Ris et chante, chante et ris ;
Prends tes gants et cours le monde ;
Mais, la bourse vide ou ronde,
Reviens dans ton Paris ;
Ah ! reviens, ah ! reviens, Jean de Paris.
S’il franchit la grande muraille ;
S’il cocufie un mandarin ;
Du peuple magot s’il se raille ;
À Paris s’il revient grand train ;
L’espoir qui le domine,
C’est, chez son vieux portier,
De parler de la Chine
Aux badauds du quartier.
Ris et chante, chante et ris ;
Prends tes gants et cours le monde ;
Mais, la bourse vide ou ronde,
Reviens dans ton Paris ;
Ah ! reviens, ah ! reviens, Jean de Paris.
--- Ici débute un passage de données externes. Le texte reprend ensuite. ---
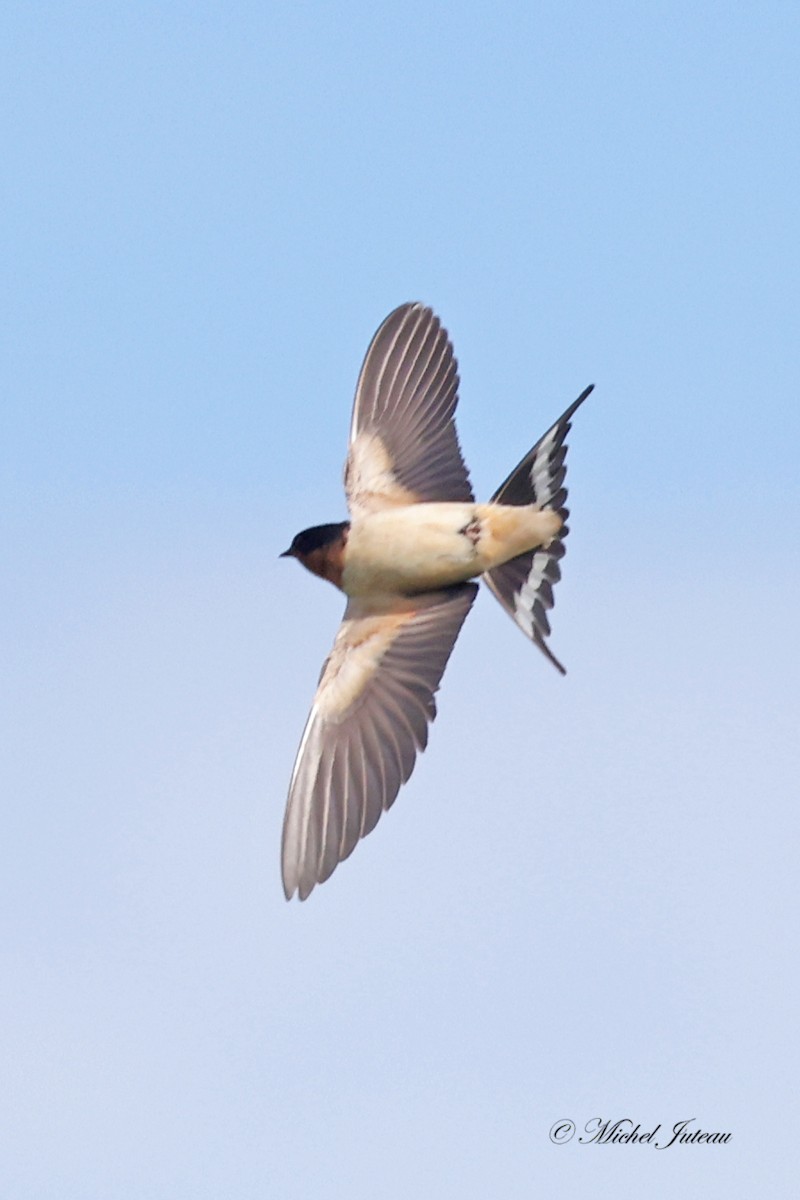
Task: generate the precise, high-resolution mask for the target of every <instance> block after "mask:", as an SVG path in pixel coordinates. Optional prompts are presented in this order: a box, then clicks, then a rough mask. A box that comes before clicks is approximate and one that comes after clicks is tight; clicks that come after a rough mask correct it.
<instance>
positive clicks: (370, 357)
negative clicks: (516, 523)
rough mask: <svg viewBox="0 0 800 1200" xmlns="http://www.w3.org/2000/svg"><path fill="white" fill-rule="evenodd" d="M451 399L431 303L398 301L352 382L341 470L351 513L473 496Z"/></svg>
mask: <svg viewBox="0 0 800 1200" xmlns="http://www.w3.org/2000/svg"><path fill="white" fill-rule="evenodd" d="M457 403H458V366H457V362H456V356H455V354H453V349H452V344H451V342H450V338H449V337H447V332H446V330H445V329H443V326H441V323H440V322H439V318H438V317H437V316H435V314H434V313H433V312H432V310H431V308H426V307H425V306H423V305H421V304H405V305H401V307H399V308H396V310H395V312H392V313H390V314H389V317H387V318H386V320H385V322H384V323H383V325H381V326H380V329H379V330H378V332H377V334H375V336H374V337H373V340H372V342H371V344H369V349H368V350H367V355H366V358H365V360H363V366H362V367H361V374H360V376H359V384H357V386H356V394H355V402H354V406H353V422H351V426H350V449H349V454H348V462H347V467H345V473H344V485H345V490H347V493H348V504H349V506H350V511H351V512H353V515H354V516H357V515H359V512H369V511H374V510H375V509H380V508H385V506H387V505H392V504H398V503H402V504H414V503H420V502H425V500H471V499H474V496H473V490H471V487H470V484H469V475H468V473H467V467H465V466H464V460H463V458H462V454H461V449H459V445H458V437H457V434H456V425H455V420H453V416H455V413H456V406H457Z"/></svg>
Je veux de l’or beaucoup et vite,
Dit-il, au Pérou débarquant.
À s’y fixer chacun l’invite :
Me prend-on pour un trafiquant ?
Loin de mes dix maîtresses,
Fi de ce vil métal !
Je préfère aux richesses
Paris et l’hôpital.
Ris et chante, chante et ris ;
Prends tes gants et cours le monde ;
Mais, la bourse vide ou ronde,
Reviens dans ton Paris ;
Ah ! reviens, ah ! reviens, Jean de Paris.
À la guerre gaîment il vole,
Pour la croix ou pour Saladin :
Se bat, jure, pille et viole,
Puis à Paris écrit soudain :
« Que ma gloire s’étende
« Du Louvre aux boulevards ;
« Qu’un ramoneur y vende
« Mon buste pour six liards. »
Ris et chante, chante et ris ;
Prends tes gants et cours le monde ;
Mais, la bourse vide ou ronde,
Reviens dans ton Paris ;
Ah ! reviens, ah ! reviens, Jean de Paris.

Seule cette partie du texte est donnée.